日本が財政・経済破たんしたら、どうなるのか?

 「既得権益を持っている人たちが既得権益を手放すはずがない」――そうした状況が日本社会にどのような影響を及ぼしていくだろうか。それが最も心配されることだ。このままでは、日本の経済社会そのものの活力が失われ、ますます社会全体が沈滞していく。無力感が社会全体を覆い、高齢化が進むほど、新陳代謝が起きにくい社会になっていくのではないか。

 まったく卑近な例で恐縮だが、最近、夕食時にテレビをつけてみていると、やたら「二世タレント」なるものが目立つようになった印象がある。すでに、政治の世界では、二世議員、三世議員などの世襲化が進んでいたが、まさに実力本位の人気商売とされてきた芸能界でも“二世化”が進み出している。それは、なぜなのか。

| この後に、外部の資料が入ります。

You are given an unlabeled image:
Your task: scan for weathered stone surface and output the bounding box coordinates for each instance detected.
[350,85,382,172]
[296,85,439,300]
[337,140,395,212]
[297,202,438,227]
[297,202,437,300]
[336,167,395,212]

 政治家の世襲の場合、地元の利益団体とのつながりが血縁・地縁によって継承されるわけだが、芸能人の場合はファンの高齢化とともにタレント寿命が伸びていることが原因ではないかと思われる。テレビ視聴者の高齢化が進み、その結果、視聴率が稼げるタレントの子供や孫たちの商品価値が上がってく。子供タレントの人気が高まっているのも、ある意味、孫への愛情をくすぐるシルバー商戦と同じ論理なのだろう。

 そうは言っても、政治の世界も芸能界も、新陳代謝が起こらなければ老化が進むだけである。有能な人材が枯渇して、着実に衰退していく。それは企業や産業界などあらゆる分野にも当てはまることだ。社会全体の活力が失われ沈滞していくなかで、現在の社会システム、さらには国家体制を今後も維持し続けることができるのだろうか。

 財政破たんに警鐘を鳴らす小林慶一郎一橋大教授(朝日新聞2012-02-02掲載記事)によると、財政再建するためには大幅に社会保障費を削減したうえで消費税率を25%に引き上げる必要があるという。増税を先送りすればするほど破たんリスクは高まるらしい。消費税25%でも財政破たんするより良いと思うのか、増税したところで既得権益を持っている人たちに食い潰されて終わりと思うか、この先10年、20年と、国民は思い悩むことになるのだろう。

 「もし日本の財政・経済が破たんしたら、金持ち連中は日本から逃げていくだけ。大企業も同じだろう」
 ある官僚が言った言葉だが、他からもそんな見方を聞くことがある。かつて貧困から抜け出すためにブラジルや満州に多くの日本人が移住した時代もあったが、いくらグローバル化が進んだとは言え、いざとなればカネを持って国外に逃げれば良いと思っている日本人がどれぐらいいるのか。あまり想像したくないことだが、否応なしに試さざるを得ない時が来るかもしれない。